DATA DRIFT CORRECTION VIA TIME-VARYING IMPOR-TANCE WEIGHT ESTIMATOR

Abstract

Real-world deployment of machine learning models is challenging when data evolves over time. And data does evolve over time. While no model can work when data evolves in an arbitrary fashion, if there is some pattern to these changes, we might be able to design methods to address it. This paper addresses situations when data evolves gradually. We introduce a novel time-varying importance weight estimator that can detect gradual shifts in the distribution of data. Such an importance weight estimator allows the training method to selectively sample past data-not just similar data from the past like a standard importance weight estimator would but also data that evolved in a similar fashion in the past. Our time-varying importance weight is quite general. We demonstrate different ways of implementing it that exploit some known structure in the evolution of data. We demonstrate and evaluate this approach on a variety of problems ranging from supervised learning tasks (multiple image classification datasets) where the data undergoes a sequence of gradual shifts of our design to reinforcement learning tasks (robotic manipulation and continuous control) where data undergoes a shift organically as the policy or the task changes.

1. INTRODUCTION

Real-world machine learning performance often drops during deployment when test data no longer stem from the same distribution from which previous training data were sampled.
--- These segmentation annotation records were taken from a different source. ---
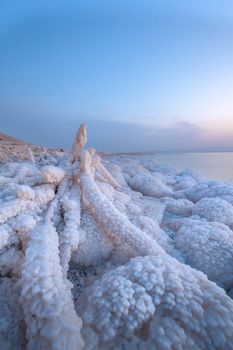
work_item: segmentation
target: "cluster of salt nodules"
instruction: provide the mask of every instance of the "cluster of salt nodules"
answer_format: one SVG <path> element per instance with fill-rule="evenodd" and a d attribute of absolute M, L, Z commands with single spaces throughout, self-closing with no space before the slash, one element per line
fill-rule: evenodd
<path fill-rule="evenodd" d="M 68 157 L 0 169 L 0 278 L 26 326 L 0 288 L 0 348 L 233 349 L 233 186 L 101 158 L 86 129 Z"/>
<path fill-rule="evenodd" d="M 137 257 L 80 298 L 86 349 L 233 349 L 233 303 L 168 255 Z"/>

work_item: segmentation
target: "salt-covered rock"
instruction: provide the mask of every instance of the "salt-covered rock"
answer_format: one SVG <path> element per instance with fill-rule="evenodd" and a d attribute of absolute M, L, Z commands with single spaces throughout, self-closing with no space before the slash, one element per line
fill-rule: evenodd
<path fill-rule="evenodd" d="M 134 191 L 139 191 L 144 196 L 166 197 L 173 194 L 172 189 L 164 185 L 159 178 L 150 175 L 135 175 L 130 179 L 129 185 Z"/>
<path fill-rule="evenodd" d="M 194 206 L 193 214 L 206 218 L 208 221 L 233 225 L 233 206 L 219 197 L 202 198 Z"/>
<path fill-rule="evenodd" d="M 65 172 L 62 168 L 46 165 L 41 168 L 41 175 L 44 182 L 52 184 L 61 182 L 65 176 Z"/>

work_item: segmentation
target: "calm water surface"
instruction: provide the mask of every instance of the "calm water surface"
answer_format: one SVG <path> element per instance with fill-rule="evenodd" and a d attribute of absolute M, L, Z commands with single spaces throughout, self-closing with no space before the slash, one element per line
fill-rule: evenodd
<path fill-rule="evenodd" d="M 192 168 L 210 179 L 233 183 L 233 152 L 218 153 L 159 153 L 153 155 L 159 163 L 178 169 Z"/>

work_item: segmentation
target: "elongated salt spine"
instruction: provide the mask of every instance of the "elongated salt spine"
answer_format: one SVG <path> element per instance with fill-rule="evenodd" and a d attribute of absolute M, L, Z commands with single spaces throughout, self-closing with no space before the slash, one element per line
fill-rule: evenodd
<path fill-rule="evenodd" d="M 58 246 L 57 233 L 46 222 L 33 230 L 26 249 L 20 301 L 29 350 L 78 350 L 84 345 Z"/>

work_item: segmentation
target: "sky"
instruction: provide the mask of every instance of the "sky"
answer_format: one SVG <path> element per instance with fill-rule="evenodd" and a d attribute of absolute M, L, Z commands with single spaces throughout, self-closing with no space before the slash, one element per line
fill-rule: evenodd
<path fill-rule="evenodd" d="M 232 0 L 1 0 L 0 131 L 69 148 L 233 151 Z"/>

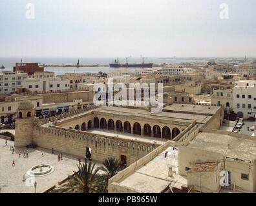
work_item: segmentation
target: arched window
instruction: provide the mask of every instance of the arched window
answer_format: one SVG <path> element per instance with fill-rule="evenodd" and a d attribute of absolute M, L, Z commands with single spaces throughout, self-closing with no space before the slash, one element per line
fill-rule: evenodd
<path fill-rule="evenodd" d="M 100 127 L 99 118 L 97 117 L 95 117 L 93 119 L 93 127 L 94 128 Z"/>
<path fill-rule="evenodd" d="M 171 137 L 172 137 L 172 138 L 174 138 L 178 134 L 180 134 L 180 130 L 178 128 L 176 128 L 176 127 L 173 128 L 173 131 L 171 131 Z"/>
<path fill-rule="evenodd" d="M 154 137 L 161 138 L 161 129 L 158 126 L 157 126 L 157 125 L 154 126 L 153 130 L 153 136 Z"/>
<path fill-rule="evenodd" d="M 130 133 L 131 132 L 131 124 L 130 122 L 126 121 L 123 124 L 123 131 L 125 133 Z"/>
<path fill-rule="evenodd" d="M 135 122 L 133 124 L 133 134 L 134 135 L 142 135 L 142 129 L 140 127 L 140 124 L 138 122 Z"/>
<path fill-rule="evenodd" d="M 171 139 L 171 130 L 168 127 L 164 127 L 162 129 L 162 136 L 165 139 Z"/>
<path fill-rule="evenodd" d="M 144 136 L 151 136 L 151 127 L 149 124 L 146 124 L 144 125 L 144 127 L 143 129 L 143 134 Z"/>
<path fill-rule="evenodd" d="M 100 129 L 107 129 L 107 121 L 105 118 L 100 120 Z"/>
<path fill-rule="evenodd" d="M 85 126 L 86 126 L 86 124 L 85 124 L 85 122 L 83 122 L 82 124 L 82 125 L 81 126 L 81 129 L 82 131 L 85 131 Z"/>

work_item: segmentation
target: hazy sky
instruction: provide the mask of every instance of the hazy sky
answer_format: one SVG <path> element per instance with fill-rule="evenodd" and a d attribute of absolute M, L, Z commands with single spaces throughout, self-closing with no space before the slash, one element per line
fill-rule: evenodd
<path fill-rule="evenodd" d="M 256 57 L 255 8 L 255 0 L 1 0 L 0 57 Z"/>

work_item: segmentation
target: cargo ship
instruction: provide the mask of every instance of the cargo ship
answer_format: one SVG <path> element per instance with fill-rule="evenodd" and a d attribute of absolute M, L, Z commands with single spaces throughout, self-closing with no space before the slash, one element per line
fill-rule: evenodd
<path fill-rule="evenodd" d="M 126 57 L 126 63 L 122 64 L 120 64 L 118 61 L 118 57 L 117 59 L 115 59 L 114 62 L 112 64 L 109 64 L 110 67 L 115 67 L 115 68 L 152 68 L 153 63 L 144 63 L 144 57 L 142 57 L 142 64 L 128 64 L 127 57 Z"/>

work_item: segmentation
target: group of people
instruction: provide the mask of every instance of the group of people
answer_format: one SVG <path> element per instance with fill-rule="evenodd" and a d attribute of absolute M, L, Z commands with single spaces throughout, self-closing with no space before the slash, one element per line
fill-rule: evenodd
<path fill-rule="evenodd" d="M 58 155 L 58 161 L 59 162 L 60 160 L 62 160 L 62 153 Z"/>

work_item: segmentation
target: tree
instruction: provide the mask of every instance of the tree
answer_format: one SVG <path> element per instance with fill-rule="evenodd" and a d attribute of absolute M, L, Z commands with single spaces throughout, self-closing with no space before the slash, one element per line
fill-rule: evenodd
<path fill-rule="evenodd" d="M 98 172 L 100 168 L 94 169 L 96 164 L 91 162 L 78 165 L 78 171 L 73 176 L 69 176 L 68 183 L 61 186 L 61 192 L 95 193 L 98 192 L 101 184 L 101 178 Z"/>
<path fill-rule="evenodd" d="M 123 169 L 122 162 L 112 157 L 105 159 L 103 164 L 103 166 L 101 166 L 100 169 L 107 173 L 108 179 L 112 178 Z"/>

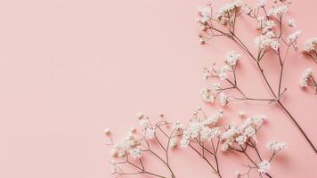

Thus many tools have been developed to address data distribution shiftfoot_0 (Heckman, 1979; Shimodaira, 2000; Huang et al., 2006; Bickel et al., 2007; Sugiyama et al., 2007b; 2008; Gretton et al., 2008) , often using an estimate of the Radon-Nikodym (Rosenbaum & Rubin, 1983) derivative between the two distributions (also known as a propensity score or importance weight) to re-weight the training data so that its weighted distribution better matches the test data (Agarwal et al., 2011; Wen et al., 2014; Reddi et al., 2015b; Chen et al., 2016; Fakoor et al., 2020b; a; Tibshirani et al., 2019) . These methods mostly consider offline settings with one training and one test dataset. In many applications, data for supervised learning is continuously collected from a constantly evolving distribution (e.g. due to a pandemic (Callaway, 2020)) such that the single train/test paradigm no longer applies. Settings in which the data distribution drifts gradually over time (rather than experiencing abrupt changes) are particularly ubiquitous (Shalev-Shwartz, 2012) . Assuming observations are not statistically dependent over time (as in time-series), how to best train models in such streaming/online learning settings remains a key question (Lu et al., 2018) . Some basic options include: fitting/updating the model to only the recent data (which is statistically suboptimal if the distribution has not significantly shifted) or fitting the model to all previous observations (which leads to biased estimates if shift has occurred). Here we consider a less crude approach in which past data are weighted during training with continuous-valued weights that vary over time. Our proposed estimator of these weights generalizes standard two-sample propensity scores, allowing the training process to selectively emphasize past data collected at time t based on the distributional similarity between the present and time t.



Covariate, label, and concept shifts are all referred to as distribution shift in the paper to simplify things wherever it is clear from the context.